Take the steps by the Government to liberalise the financial sector in the aftermath of the 1997-1998 Asian financial crisis, after identifying the sector as one of the economy's growth engines.
Broadly speaking, while continuing to keep a tight leash on domestic finance, Singapore did what it could to induce international firms to come here. It cut bureaucratic red tape, enabling financial licences, as well as work visas for key employees, to be obtained efficiently and quickly. There were tax breaks for firms that were considered important.
But any misstep - even a small one - can catch out a big, well-established financial centre.
Switzerland, famed for its anonymous numbered accounts, traditionally led the world in private banking. But ADGM chairman Al Sayegh earlier this year declared the Swiss banking model dead. This was in the wake of scandals surrounding British lender HSBC and Brazilian oil giant Petrobras which purportedly originated in secrecy-shrouded Switzerland.

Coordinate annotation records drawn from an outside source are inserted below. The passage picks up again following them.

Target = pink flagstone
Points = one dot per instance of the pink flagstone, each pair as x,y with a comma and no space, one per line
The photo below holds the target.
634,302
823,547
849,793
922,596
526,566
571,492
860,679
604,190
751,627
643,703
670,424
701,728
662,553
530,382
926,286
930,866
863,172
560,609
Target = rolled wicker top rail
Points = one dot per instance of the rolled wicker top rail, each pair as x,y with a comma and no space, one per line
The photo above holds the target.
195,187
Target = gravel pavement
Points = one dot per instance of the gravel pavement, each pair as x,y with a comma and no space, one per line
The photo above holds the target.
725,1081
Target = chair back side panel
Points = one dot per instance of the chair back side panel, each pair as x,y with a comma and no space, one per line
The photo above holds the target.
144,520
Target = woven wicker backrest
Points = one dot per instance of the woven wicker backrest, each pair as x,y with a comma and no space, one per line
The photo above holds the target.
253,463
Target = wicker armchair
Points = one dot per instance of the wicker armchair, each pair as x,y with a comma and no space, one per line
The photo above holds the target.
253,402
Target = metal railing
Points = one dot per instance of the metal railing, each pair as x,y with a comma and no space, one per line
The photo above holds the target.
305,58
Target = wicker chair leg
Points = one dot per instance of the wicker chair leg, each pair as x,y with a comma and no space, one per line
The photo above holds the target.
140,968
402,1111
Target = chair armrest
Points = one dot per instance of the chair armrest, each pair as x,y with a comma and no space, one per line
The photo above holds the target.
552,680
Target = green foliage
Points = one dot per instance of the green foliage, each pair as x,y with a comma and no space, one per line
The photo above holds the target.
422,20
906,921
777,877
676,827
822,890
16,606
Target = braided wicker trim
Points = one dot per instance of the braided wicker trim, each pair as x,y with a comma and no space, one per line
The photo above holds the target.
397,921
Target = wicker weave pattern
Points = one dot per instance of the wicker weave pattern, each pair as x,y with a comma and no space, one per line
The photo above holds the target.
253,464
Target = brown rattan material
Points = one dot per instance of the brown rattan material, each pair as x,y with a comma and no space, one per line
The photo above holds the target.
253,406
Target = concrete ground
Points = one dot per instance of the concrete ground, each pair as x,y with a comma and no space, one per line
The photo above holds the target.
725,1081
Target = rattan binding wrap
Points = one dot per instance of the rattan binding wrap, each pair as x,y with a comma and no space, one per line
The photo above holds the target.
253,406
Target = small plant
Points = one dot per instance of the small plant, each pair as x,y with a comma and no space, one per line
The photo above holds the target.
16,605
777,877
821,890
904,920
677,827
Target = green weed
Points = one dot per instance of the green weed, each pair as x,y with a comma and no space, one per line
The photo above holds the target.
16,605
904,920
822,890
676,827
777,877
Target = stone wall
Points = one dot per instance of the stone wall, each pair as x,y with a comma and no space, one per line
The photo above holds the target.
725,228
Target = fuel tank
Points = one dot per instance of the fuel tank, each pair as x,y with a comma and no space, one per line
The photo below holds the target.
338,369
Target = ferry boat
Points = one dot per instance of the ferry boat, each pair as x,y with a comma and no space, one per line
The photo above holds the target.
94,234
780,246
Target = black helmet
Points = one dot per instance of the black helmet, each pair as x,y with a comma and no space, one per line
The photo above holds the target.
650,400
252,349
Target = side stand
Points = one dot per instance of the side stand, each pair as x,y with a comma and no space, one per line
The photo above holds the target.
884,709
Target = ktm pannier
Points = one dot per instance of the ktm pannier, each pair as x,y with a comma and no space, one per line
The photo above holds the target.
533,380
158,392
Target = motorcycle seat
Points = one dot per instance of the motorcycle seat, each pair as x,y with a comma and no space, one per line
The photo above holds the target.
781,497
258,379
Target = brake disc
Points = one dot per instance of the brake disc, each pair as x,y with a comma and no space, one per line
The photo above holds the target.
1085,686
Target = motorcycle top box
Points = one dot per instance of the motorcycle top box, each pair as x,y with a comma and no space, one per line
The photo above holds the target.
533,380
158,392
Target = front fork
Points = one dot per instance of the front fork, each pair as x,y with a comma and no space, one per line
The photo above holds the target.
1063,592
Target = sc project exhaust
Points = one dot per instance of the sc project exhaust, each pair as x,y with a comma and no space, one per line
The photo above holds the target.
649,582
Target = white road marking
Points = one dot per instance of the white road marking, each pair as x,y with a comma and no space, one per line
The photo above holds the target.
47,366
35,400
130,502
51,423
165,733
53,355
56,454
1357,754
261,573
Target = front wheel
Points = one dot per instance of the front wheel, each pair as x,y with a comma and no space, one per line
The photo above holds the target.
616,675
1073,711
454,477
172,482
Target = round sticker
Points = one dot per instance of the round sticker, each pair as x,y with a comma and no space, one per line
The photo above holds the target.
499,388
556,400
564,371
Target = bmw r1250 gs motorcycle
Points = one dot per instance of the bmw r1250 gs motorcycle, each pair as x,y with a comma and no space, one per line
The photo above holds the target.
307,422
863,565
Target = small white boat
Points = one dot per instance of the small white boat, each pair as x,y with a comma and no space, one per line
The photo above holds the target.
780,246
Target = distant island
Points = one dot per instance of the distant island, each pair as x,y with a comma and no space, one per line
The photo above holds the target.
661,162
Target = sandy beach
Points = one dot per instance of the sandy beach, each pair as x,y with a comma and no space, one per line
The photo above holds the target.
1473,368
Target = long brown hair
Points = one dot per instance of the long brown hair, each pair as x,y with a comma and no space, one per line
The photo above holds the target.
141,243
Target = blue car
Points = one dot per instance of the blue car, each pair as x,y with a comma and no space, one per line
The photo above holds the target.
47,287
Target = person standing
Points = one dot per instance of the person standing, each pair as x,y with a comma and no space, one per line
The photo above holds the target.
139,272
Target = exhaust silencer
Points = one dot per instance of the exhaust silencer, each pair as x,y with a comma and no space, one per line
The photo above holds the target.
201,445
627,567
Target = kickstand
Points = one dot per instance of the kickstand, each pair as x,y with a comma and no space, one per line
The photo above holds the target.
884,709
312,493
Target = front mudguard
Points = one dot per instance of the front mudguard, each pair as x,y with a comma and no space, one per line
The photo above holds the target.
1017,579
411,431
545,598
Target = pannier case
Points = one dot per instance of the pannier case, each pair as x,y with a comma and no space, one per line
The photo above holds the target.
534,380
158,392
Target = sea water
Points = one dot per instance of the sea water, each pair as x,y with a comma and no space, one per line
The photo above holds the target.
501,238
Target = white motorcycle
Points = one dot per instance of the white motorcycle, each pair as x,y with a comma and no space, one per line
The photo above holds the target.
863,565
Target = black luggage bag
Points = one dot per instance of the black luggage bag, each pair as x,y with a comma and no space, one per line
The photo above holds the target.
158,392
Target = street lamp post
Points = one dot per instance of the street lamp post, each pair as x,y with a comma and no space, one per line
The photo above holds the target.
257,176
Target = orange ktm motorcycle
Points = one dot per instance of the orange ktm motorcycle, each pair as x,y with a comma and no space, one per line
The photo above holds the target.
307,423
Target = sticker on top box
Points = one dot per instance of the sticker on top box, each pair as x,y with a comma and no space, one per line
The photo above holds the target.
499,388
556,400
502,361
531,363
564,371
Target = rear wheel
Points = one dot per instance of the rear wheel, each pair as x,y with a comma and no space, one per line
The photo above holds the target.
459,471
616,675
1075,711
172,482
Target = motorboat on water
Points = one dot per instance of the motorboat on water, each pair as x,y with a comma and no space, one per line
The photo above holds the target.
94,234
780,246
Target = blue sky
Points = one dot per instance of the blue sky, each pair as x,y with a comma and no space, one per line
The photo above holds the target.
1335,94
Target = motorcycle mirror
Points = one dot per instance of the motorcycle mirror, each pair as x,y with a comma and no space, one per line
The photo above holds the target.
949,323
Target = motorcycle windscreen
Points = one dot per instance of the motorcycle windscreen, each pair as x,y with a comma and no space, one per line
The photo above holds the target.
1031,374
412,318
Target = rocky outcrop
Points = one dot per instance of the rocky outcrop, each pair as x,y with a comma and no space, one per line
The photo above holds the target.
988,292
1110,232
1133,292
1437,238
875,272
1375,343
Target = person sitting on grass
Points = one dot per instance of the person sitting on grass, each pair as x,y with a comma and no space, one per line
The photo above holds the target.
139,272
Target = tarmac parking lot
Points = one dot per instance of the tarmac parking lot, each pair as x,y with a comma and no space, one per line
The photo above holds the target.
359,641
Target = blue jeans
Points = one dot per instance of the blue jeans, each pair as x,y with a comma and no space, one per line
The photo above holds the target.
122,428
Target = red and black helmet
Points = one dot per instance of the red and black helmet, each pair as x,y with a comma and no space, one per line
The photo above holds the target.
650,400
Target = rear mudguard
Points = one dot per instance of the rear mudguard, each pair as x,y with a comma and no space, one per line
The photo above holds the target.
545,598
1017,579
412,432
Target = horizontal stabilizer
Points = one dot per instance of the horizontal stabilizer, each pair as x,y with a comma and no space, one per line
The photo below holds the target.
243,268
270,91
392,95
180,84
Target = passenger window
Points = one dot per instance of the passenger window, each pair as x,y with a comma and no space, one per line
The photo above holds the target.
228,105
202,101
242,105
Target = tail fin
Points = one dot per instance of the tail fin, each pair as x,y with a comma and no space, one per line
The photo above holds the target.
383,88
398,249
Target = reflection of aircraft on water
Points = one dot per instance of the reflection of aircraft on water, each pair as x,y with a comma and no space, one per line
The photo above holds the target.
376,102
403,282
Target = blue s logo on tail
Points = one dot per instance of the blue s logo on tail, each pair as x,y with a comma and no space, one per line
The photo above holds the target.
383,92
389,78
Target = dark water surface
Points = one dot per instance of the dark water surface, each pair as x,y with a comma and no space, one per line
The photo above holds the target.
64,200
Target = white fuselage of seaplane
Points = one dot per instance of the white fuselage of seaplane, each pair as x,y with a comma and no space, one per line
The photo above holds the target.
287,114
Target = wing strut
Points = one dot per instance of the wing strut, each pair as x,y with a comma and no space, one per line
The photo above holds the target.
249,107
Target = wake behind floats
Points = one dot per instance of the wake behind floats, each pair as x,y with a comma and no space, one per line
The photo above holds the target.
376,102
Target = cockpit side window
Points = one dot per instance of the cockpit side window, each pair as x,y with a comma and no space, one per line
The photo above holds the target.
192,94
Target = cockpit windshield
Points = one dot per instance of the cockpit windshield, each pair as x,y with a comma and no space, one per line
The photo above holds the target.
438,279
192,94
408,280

Instead, financial centres such as Singapore have won kudos from the IMF as safe havens in times of crises because of their robust regulatory systems, tough supervisory standards and high degree of transparency.
Still, there is no room for complacency. So far, Singapore has played its cards right, but more cities are likely to follow in Abu Dhabi's footsteps to challenge the Republic as a renowned international financial centre.
It is one issue which the recently announced Singapore's Future Economy Committee should ponder - how to fend off the challenges posed by these wannabes and propel the Republic's financial centre to even greater heights.